A metallic clank froze them. Ahead, a guardian drone loomed, its tentacles coiling, blue eye scanning. Lin Ze signaled a halt. A fight would doom them—noise would bring the swarm. He gripped the shard, reaching for the drone’s mind. It resisted, alien and frigid, but he pushed harder, sweat mixing with the cold. The connection snapped, and the drone stilled, sliding aside.
They slipped past, breathless, and pressed deeper. The tunnel opened into a small chamber, a console at its center flickering with alien symbols. Lin Ze approached, the shard illuminating the controls. “This is it,” he whispered. “The core’s heart.”
The young scout edged forward. “Can you stop it?”
“I think so.” Lin Ze pressed the shard to the console, its light merging with the screen. His vision blurred, pulling him into the system. He navigated the code, the shard his anchor, until he found the core’s power—a matrix fed by human lives. Rage surged, but he focused, rerouting the energy, slowing the titan’s pulse. The system fought back, but he held on, Aya’s face steadying him. For her.
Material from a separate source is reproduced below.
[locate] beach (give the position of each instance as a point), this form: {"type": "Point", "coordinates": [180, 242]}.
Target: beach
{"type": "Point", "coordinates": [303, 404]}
The flow reversed, and the core faltered. Lin Ze yanked free, gasping. “It’s destabilizing.”
An alarm shrieked, red lights flaring. Drones clattered closer. “Move!” Mara’s voice crackled through the comms. They bolted, but a tentacle snared the young scout. Lin Ze lunged, spearing the drone, but it crushed her with a sickening snap.
“Go!” she choked. “Finish it!”
Grief clawed at him, but he ran, the team scrambling behind. They burst from the tunnel, swimming hard as the core’s collapse roiled the water. They breached the surface, piling onto the raft as Mara gunned it. The trench erupted, light and water exploding skyward, the stronghold crumbling.
The young scout didn’t make it. Lin Ze stared back, Aya’s loss echoing in this new wound. How many more?
Mara gripped his shoulder. “You did it. She didn’t die for nothing.”
Lin Ze nodded, the shard’s dim glow heavy against his chest. The titan was stalled, not slain. The fight wasn’t over.